A Heart In Port by Emily Givner
Emily Givner, the gifted Canadian author of A Heart in Port, died in 2004 of an allergic reaction. She was but 38 years old at the time. The stories in this book reflect the themes of her life and speak of a generational experience that we shared. This collection of short stories left me wondering what might have been had she had more time to write.
My favorite story in this collection is “Canadian Mint.” This story tells of two drug enhanced Generation X slackers who find themselves building a tall tower of pennies in an apartment out of boredom. They are so enamored with what they’ve done that they decide to build penny towers on the street to make extra money. Although it never fit my personality to live like these characters, I can close my eyes and picture myself walking down the sidewalk finding any number of my college friends doing the exact same things, having the same types of arguments. Reading this short story was like listening to an old friend tell a familiar story. It puts me back to a place and time in my life like “Hey, Jealousy” by the Gin Blossoms or “Interstate Love Song” by the Stone Temple Pilots.
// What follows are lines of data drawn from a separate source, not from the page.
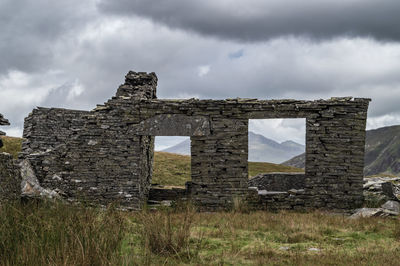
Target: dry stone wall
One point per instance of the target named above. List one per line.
(10, 178)
(107, 154)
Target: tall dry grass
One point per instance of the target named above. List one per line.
(51, 233)
(167, 231)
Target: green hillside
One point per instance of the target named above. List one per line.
(174, 169)
(382, 151)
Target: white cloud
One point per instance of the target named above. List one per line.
(203, 70)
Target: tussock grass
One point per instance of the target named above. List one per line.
(58, 234)
(51, 233)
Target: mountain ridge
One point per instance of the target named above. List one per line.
(382, 152)
(261, 149)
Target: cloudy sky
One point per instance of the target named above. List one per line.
(75, 53)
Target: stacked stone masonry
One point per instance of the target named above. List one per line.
(106, 154)
(10, 178)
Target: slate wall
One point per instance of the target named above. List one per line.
(278, 181)
(10, 178)
(109, 157)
I find it difficult to review short stories. I’ve recently received some wonderful advice on how to read shorter fiction, but I don’t feel as if I can really do them justice. Some of the writing was not as polished as others and this is perhaps a consequence of publishing some of the posthumously. She simply may not have been finished with them. Still, the book is held together by the common threads of music, allergies, and interactions with older men. A Heart in Port is an interesting collection and the cover art is very indicative of its mood. It will never be known what Emily Givner would have done with her talent, but Canada still has this diamond in the rough.